The contribution of culture, and especially popular music, to the second phase of Brazil's state-formation, in the middle decades of the twentieth century, is now well recognized. There has been something of a mini-publishing industry on this topic in recent years, which includes an important clutch of titles in English, from Daryle Williams's Culture Wars in Brazil (2001), to Hermano Vianna's The Mystery of Samba (1999) and Lisa Shaw's The Social History of the Brazilian Samba (1999). So how does McCann's Hello, Hello Brazil expand or change our understanding of this crucial period in the country's formation?

For one, it extends the period under consideration beyond the fall of the Estado Novo itself (1945), where other comparable accounts end, to the mid 1950s, therefore embracing both Vargas administrations and the full extent of the national-populist era.

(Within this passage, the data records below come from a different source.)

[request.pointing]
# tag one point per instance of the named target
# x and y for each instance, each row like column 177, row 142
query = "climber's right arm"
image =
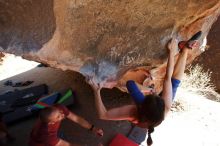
column 167, row 85
column 120, row 113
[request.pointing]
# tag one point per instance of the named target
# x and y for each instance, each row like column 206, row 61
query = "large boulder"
column 110, row 40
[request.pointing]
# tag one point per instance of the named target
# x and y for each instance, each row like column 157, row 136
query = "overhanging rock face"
column 103, row 38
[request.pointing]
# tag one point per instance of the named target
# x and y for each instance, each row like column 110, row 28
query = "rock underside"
column 112, row 41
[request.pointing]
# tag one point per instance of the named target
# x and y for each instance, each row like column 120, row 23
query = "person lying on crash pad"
column 150, row 110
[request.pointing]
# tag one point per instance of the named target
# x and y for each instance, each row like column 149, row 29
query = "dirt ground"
column 196, row 125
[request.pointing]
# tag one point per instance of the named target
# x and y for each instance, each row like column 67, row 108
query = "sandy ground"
column 197, row 125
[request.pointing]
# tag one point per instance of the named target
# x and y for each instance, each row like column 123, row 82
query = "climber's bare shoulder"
column 126, row 112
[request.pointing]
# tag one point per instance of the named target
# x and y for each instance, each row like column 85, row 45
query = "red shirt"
column 44, row 134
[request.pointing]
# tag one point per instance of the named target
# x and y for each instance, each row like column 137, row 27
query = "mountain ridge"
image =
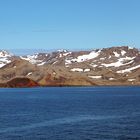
column 99, row 67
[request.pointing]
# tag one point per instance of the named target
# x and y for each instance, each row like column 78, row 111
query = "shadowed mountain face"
column 109, row 66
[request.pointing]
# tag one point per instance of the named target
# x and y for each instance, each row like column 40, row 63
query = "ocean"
column 70, row 113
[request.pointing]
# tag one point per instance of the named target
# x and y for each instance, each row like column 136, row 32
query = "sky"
column 69, row 24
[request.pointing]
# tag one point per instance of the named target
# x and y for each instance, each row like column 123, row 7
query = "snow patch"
column 83, row 58
column 129, row 69
column 116, row 54
column 86, row 70
column 77, row 70
column 131, row 80
column 120, row 62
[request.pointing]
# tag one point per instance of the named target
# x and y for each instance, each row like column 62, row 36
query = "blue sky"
column 69, row 24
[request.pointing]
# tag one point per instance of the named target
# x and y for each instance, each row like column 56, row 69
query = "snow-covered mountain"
column 5, row 58
column 108, row 66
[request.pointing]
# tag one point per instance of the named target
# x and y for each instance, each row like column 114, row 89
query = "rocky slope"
column 108, row 66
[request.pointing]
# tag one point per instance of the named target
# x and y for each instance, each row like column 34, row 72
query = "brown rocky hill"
column 108, row 66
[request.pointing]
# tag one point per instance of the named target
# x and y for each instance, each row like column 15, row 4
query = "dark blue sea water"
column 100, row 113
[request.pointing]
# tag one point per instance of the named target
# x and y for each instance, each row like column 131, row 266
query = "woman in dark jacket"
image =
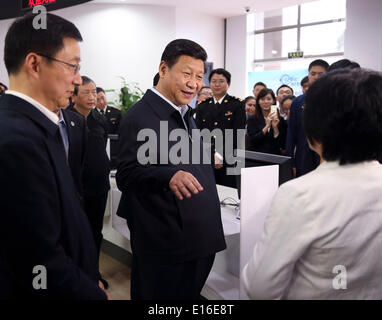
column 266, row 129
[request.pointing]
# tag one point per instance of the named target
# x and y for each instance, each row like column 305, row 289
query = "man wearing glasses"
column 95, row 175
column 44, row 232
column 222, row 111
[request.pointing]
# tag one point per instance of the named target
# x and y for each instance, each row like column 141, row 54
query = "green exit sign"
column 296, row 54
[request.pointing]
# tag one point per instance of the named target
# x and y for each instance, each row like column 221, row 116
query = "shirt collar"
column 99, row 110
column 177, row 108
column 49, row 114
column 220, row 101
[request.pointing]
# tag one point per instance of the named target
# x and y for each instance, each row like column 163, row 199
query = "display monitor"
column 259, row 159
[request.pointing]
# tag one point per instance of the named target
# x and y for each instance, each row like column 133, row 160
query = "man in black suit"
column 95, row 176
column 46, row 248
column 74, row 134
column 114, row 116
column 172, row 209
column 222, row 111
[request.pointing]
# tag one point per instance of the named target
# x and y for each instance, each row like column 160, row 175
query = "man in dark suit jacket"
column 304, row 159
column 95, row 176
column 172, row 210
column 46, row 248
column 114, row 116
column 77, row 136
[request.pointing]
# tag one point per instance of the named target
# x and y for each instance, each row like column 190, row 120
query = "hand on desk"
column 182, row 183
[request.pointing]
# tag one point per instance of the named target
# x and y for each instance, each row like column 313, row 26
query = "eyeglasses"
column 76, row 67
column 221, row 81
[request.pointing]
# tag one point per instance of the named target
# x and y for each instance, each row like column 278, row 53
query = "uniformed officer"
column 113, row 115
column 222, row 111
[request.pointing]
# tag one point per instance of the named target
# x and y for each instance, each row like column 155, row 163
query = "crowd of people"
column 54, row 175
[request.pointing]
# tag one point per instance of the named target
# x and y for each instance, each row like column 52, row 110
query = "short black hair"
column 343, row 111
column 182, row 47
column 85, row 80
column 156, row 79
column 320, row 63
column 259, row 84
column 283, row 86
column 22, row 38
column 290, row 97
column 222, row 71
column 304, row 80
column 262, row 94
column 343, row 63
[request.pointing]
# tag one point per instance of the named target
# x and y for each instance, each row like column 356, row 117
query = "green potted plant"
column 129, row 94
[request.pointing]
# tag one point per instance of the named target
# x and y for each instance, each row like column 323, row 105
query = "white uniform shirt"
column 319, row 224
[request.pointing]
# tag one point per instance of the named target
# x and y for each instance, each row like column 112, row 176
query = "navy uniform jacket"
column 77, row 135
column 229, row 115
column 95, row 175
column 42, row 222
column 162, row 227
column 304, row 159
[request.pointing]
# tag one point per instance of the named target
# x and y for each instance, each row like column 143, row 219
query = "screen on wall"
column 275, row 78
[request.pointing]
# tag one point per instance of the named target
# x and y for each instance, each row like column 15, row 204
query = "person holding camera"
column 266, row 129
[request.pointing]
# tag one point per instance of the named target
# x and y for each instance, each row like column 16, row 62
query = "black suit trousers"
column 159, row 281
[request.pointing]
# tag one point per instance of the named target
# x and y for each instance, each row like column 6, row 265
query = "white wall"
column 363, row 38
column 128, row 40
column 204, row 29
column 236, row 55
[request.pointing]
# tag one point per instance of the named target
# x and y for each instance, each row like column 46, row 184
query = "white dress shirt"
column 318, row 224
column 182, row 109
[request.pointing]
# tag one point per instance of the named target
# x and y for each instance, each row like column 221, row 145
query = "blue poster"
column 275, row 78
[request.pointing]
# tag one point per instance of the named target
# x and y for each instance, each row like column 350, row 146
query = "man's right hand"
column 182, row 183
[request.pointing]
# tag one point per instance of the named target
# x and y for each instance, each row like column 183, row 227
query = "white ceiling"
column 220, row 8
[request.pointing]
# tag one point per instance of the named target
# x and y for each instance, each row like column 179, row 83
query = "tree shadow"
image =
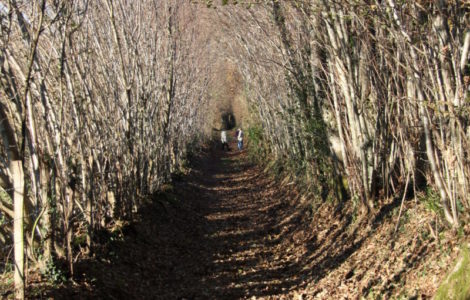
column 225, row 235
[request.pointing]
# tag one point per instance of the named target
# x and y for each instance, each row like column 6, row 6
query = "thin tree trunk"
column 16, row 169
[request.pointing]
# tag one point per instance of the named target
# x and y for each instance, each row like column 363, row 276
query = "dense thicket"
column 375, row 91
column 100, row 99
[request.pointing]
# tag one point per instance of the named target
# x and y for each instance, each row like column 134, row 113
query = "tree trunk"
column 16, row 169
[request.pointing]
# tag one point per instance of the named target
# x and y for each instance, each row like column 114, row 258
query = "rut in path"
column 229, row 231
column 226, row 232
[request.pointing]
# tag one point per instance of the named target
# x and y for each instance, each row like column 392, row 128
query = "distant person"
column 223, row 139
column 240, row 138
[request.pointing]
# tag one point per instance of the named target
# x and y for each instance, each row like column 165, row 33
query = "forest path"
column 219, row 234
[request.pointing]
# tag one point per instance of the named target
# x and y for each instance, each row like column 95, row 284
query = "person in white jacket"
column 240, row 138
column 223, row 139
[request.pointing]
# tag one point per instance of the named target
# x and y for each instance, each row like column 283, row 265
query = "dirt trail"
column 229, row 231
column 218, row 235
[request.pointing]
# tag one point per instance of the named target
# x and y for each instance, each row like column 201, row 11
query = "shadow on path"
column 228, row 232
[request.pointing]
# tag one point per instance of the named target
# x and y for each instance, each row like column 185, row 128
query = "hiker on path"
column 223, row 139
column 240, row 138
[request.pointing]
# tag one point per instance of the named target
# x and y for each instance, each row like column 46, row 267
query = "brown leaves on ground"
column 231, row 232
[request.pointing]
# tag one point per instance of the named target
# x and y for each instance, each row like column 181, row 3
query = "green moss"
column 457, row 286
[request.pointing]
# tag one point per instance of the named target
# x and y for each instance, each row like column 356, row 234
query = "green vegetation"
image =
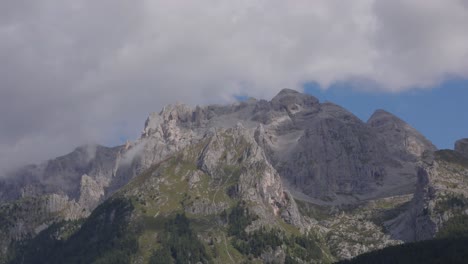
column 431, row 251
column 179, row 244
column 451, row 201
column 312, row 210
column 456, row 227
column 303, row 247
column 452, row 157
column 106, row 237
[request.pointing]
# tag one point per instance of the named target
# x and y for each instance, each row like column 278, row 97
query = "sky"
column 84, row 71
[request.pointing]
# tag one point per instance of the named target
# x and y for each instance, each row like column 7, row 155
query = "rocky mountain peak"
column 293, row 100
column 402, row 139
column 461, row 146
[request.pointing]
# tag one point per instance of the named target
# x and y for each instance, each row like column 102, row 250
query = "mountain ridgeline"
column 290, row 180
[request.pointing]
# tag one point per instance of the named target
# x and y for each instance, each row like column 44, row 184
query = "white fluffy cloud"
column 83, row 70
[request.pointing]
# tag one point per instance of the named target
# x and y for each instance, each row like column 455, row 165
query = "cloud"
column 90, row 71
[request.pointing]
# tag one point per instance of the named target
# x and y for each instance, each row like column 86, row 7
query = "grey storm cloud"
column 80, row 71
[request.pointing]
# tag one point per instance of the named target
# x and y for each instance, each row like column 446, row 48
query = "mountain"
column 291, row 180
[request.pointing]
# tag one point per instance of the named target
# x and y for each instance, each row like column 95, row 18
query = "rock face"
column 401, row 139
column 270, row 155
column 461, row 146
column 441, row 194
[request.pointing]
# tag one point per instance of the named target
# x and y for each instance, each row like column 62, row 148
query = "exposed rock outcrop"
column 461, row 146
column 402, row 140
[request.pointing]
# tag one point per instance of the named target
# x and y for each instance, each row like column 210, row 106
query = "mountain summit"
column 287, row 180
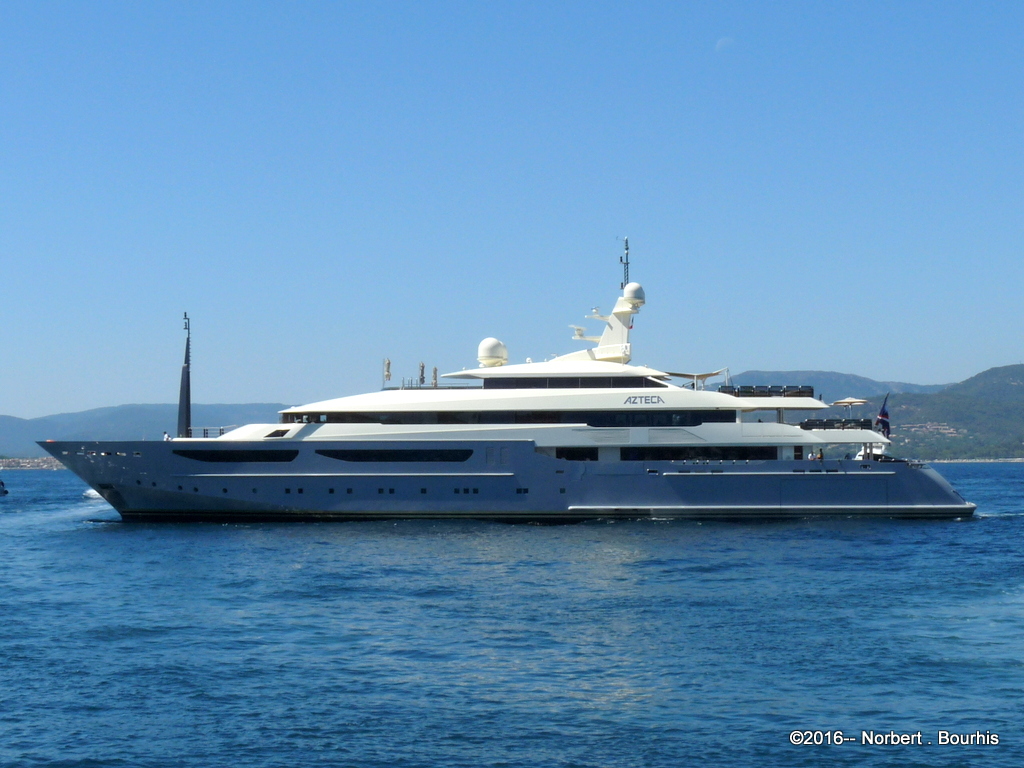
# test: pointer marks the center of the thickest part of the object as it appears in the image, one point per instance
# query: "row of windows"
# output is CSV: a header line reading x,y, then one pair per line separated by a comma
x,y
397,455
637,418
571,382
348,492
638,453
689,453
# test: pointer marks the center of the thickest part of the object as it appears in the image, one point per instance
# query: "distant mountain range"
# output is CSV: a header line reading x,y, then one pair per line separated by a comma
x,y
979,418
17,436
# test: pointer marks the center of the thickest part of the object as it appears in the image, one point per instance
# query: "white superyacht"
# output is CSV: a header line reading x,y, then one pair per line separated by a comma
x,y
584,435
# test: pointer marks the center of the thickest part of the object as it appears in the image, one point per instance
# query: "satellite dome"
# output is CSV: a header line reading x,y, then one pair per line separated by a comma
x,y
492,353
634,293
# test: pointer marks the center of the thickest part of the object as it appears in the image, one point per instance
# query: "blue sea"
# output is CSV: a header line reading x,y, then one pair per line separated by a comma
x,y
451,643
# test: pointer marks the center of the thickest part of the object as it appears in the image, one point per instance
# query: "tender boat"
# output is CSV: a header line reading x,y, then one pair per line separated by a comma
x,y
583,435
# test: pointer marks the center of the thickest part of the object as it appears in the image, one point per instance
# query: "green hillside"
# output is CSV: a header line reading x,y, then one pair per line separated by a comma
x,y
980,418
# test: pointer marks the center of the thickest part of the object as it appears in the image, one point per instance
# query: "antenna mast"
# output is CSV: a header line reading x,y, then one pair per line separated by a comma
x,y
625,261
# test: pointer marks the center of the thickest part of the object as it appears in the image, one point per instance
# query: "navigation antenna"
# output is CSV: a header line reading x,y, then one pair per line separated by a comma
x,y
625,261
184,394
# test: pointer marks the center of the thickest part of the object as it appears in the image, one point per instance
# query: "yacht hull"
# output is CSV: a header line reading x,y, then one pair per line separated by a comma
x,y
508,480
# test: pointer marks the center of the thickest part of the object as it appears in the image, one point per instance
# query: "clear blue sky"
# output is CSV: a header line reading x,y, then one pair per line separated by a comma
x,y
805,185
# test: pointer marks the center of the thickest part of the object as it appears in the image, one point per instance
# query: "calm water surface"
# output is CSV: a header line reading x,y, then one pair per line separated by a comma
x,y
481,644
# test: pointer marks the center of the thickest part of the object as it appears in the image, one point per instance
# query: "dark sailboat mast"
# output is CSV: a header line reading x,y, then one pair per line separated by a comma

Culturally speaking, the more significant watershed is that represented by the deaths of Vargas and Carmen Miranda, within a year of each other. By this time, as McCann argues, a new set of musical practices and themes had been consolidated that would remain in place for the rest of the century. At the same time, the triumphalist national-popular rhetoric represented by the samba-exaltação was already being contested from within by a critical countercurrent of samba de morro; this critical shift arguably paved the way for the explicitly political era of 1960s music-making, when a new youth audience, the rise of television, and a dynamically international cultural and economic scene made a reappraisal of the concepts of povo and nação unavoidable. [End Page 290]

More important than this chronological perspective, however, is the fact that the musical history it embraces is brought alive for us through the medium of radio. McCann's meticulously researched focus on this golden era in Brazilian radio—including the role of individual radialistas, broadcasting and programming policy, the star system, studio shows and fan clubs—opens a wonderfully revealing window onto the actual fabric of everyday musical life during these decades. At every step in his account, the attention to detail casts fresh light on a familiar narrative, as well as adding new dimensions to it, such as the post-War history of choro.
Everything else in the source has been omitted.